In May 2005, I wrote a widely-referenced article about how to efficiently archive and/or purge data from online transaction processing (OLTP) database servers. That article focused on how to write efficient archiving SQL. In this article I’ll discuss archiving strategy, not tactics. OLTP servers tend to have complex schemas, which makes it important and sometimes difficult to design a good archiving strategy.
The 50,000-foot view
Archiving is actually a very large topic! My goal is to at least mention many of the things to consider, and go into some of them in detail. Here’s what I’ll cover in this and upcoming articles:
- Goals of archiving
- Where to store the archived data
- How to choose which rows are archivable
- How to deal with complex data relationships and dependencies
- How to actually archive the data
- Un-archiving strategy
Archiving: why do it?
Archiving is about scaling. There are several different views on how to scale systems with MySQL in particular, and any given system in general. Opinions vary on the best way for any given usage, but popular strategies are
- Buy bigger, more expensive, faster hardware (vertical scaling)
- Split data into logical partitions or shards, and distribute these among many machines (horizontal scaling)
- Use federated views, clusters, or other distributed technologies that pretend there’s one server, but underneath there are actually many (federation)

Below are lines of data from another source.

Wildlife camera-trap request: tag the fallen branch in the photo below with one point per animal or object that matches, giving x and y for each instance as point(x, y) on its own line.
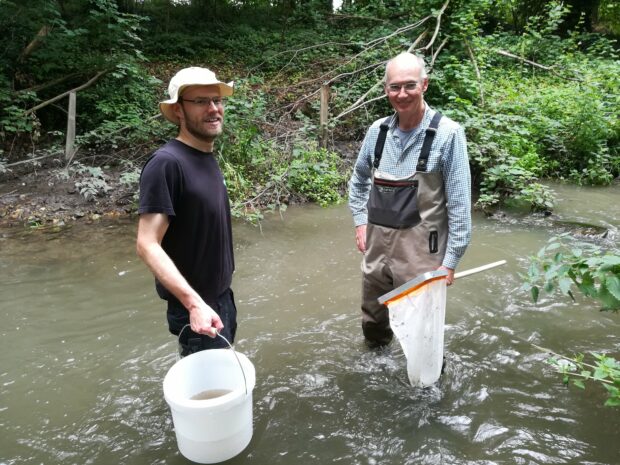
point(31, 160)
point(432, 41)
point(478, 75)
point(441, 45)
point(50, 83)
point(34, 43)
point(551, 69)
point(64, 94)
point(363, 104)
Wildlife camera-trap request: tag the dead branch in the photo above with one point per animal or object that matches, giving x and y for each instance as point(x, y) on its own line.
point(34, 43)
point(31, 160)
point(478, 75)
point(64, 94)
point(551, 69)
point(50, 83)
point(432, 41)
point(441, 45)
point(339, 16)
point(411, 48)
point(353, 108)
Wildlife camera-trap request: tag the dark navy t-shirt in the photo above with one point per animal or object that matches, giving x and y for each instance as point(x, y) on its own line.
point(188, 186)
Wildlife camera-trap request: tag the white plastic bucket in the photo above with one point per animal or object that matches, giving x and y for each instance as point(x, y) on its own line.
point(212, 430)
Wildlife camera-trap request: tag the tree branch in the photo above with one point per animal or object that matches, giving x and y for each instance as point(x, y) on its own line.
point(478, 75)
point(551, 69)
point(64, 94)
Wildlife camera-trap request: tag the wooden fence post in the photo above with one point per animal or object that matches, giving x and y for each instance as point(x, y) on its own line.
point(324, 114)
point(70, 143)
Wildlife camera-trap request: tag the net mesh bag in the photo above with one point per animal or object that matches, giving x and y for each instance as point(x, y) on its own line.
point(417, 318)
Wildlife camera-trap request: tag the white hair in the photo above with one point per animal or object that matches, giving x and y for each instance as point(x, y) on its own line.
point(415, 60)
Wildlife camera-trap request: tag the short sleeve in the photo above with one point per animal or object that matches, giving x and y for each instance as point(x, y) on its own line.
point(160, 184)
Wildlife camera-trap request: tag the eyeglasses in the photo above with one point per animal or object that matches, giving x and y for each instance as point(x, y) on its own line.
point(205, 101)
point(408, 86)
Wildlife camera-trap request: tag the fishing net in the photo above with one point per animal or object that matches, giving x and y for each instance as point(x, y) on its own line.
point(417, 316)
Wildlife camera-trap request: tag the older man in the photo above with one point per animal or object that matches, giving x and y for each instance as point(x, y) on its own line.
point(184, 231)
point(410, 194)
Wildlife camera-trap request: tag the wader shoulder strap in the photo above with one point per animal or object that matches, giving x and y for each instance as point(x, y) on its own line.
point(381, 142)
point(428, 142)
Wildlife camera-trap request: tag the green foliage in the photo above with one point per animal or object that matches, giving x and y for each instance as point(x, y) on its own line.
point(558, 266)
point(125, 104)
point(554, 116)
point(316, 174)
point(599, 368)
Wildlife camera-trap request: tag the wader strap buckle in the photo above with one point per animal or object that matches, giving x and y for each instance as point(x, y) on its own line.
point(428, 142)
point(380, 142)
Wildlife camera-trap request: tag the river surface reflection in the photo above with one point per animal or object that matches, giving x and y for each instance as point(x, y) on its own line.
point(85, 350)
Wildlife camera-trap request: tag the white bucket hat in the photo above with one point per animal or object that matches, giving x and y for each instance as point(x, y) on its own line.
point(192, 76)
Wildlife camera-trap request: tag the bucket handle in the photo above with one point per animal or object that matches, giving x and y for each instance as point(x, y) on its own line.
point(245, 381)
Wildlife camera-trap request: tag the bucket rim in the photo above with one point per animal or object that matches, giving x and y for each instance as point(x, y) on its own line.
point(230, 399)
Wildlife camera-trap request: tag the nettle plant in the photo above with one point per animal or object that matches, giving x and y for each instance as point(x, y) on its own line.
point(596, 273)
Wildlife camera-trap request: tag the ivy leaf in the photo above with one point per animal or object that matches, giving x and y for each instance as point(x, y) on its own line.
point(613, 286)
point(565, 284)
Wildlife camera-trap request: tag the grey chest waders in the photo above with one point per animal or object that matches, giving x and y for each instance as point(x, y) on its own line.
point(406, 235)
point(408, 222)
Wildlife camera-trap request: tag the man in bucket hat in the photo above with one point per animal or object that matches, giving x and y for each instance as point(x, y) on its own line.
point(184, 231)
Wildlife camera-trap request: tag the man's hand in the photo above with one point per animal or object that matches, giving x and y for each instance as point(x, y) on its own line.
point(360, 237)
point(450, 277)
point(204, 320)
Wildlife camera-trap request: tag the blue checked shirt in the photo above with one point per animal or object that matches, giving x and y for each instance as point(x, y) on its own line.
point(448, 156)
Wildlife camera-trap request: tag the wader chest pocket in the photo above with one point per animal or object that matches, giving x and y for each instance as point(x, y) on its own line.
point(433, 242)
point(394, 203)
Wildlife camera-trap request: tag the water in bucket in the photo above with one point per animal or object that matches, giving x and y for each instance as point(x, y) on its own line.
point(217, 426)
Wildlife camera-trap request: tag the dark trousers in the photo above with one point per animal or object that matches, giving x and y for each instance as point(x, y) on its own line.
point(191, 342)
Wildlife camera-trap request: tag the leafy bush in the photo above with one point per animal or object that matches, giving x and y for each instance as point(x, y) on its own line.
point(595, 272)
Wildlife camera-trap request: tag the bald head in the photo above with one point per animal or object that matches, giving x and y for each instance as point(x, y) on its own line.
point(405, 61)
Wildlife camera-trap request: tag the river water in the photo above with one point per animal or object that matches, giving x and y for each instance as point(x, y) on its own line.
point(85, 350)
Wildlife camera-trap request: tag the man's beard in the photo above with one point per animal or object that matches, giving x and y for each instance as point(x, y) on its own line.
point(195, 128)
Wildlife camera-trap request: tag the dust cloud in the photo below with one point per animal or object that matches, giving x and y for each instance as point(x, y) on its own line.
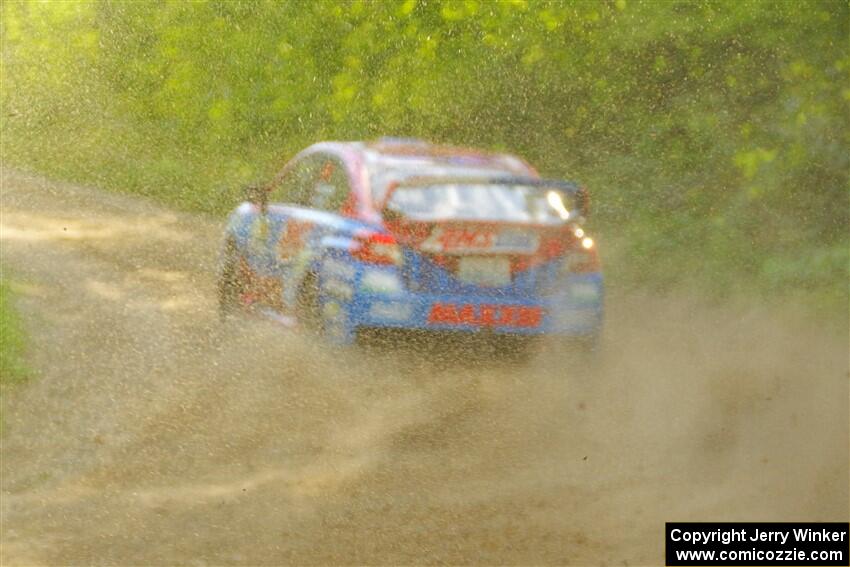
point(155, 435)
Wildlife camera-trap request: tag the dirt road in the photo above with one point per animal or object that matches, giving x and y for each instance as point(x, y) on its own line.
point(155, 436)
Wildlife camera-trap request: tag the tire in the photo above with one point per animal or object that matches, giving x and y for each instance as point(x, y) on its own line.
point(230, 284)
point(308, 309)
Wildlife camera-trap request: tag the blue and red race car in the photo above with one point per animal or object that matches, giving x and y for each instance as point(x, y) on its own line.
point(402, 235)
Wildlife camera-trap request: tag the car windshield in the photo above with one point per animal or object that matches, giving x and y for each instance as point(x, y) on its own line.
point(483, 202)
point(386, 170)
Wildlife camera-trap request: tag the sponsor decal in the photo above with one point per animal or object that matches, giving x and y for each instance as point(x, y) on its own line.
point(466, 239)
point(379, 281)
point(390, 311)
point(485, 315)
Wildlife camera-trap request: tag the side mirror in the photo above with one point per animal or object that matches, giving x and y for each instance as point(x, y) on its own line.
point(256, 195)
point(391, 215)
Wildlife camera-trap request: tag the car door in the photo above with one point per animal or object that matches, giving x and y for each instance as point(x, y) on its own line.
point(317, 187)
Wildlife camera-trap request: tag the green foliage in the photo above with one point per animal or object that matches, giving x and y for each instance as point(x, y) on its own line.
point(713, 134)
point(12, 341)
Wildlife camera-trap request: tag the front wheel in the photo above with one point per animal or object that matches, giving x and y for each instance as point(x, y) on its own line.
point(230, 284)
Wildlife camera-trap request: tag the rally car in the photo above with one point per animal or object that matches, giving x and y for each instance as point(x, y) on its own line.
point(402, 235)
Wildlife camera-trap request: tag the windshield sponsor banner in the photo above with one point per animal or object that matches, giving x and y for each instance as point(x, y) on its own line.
point(469, 239)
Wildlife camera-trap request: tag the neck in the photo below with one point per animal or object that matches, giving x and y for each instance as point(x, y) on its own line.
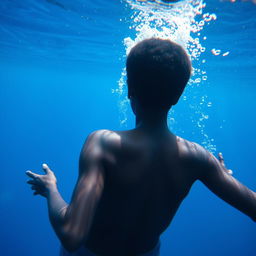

Each strategy has its place, but each focuses on how to handle the same or more data while providing redundancy or high availability, improved performance, and so on. Sometimes the elephant in the room is the obvious but easy to overlook strategy of don’t scale up or out, scale back. This may not be possible, but when it is, it’s often preferable.
How do you know if you can do this? Just ask whether you need all the data. Most of the time you don’t. Think about how true this is throughout computing as a whole. Caching is everywhere in computing, and it works precisely because you don’t need all the data, or at least you don’t need all of it all the time. Most data has some spatial or temporal hot spots, and often there’s a pretty large chunk of it that’s never accessed at all. If you don’t need all the data all the time, you might be able to move some of it away to bigger, cheaper, slower storage. That’s archiving.
If you can scale back rather than up or out, you may be able to keep your OLTP servers lean and fast without changing anything. This can easily buy you an order of magnitude. It’s generally not easy to do that; if you want to get an order of magnitude with other strategies, you may need ten times as many servers so each has an order of magnitude less data. Scaling up tends to be even more expensive; the price-to-performance ratio climbs very sharply as you get into big-iron machines. You also need to consider the cost of rack space, cooling, power, maintenance and so forth.
When people are a roadblock
I think it’s important to resist building a system that will always provide all the data that ever existed, just in case you need it. If you’re worried you might need the data someday, keep it on DVD, but you don’t need to keep it on your OLTP servers. And don’t compare yourself to Amazon or Google. You probably have limited resources, and though it may be good bragging rights, trying to engineer something massive is likely bad for your business. Sometimes people want to build unreasonable systems because they have something to prove, or they have second-system syndrome. Know your limits as an individual, and if you’re a manager, take a moment to assess whether your engineers are advocating for more than is good for the company.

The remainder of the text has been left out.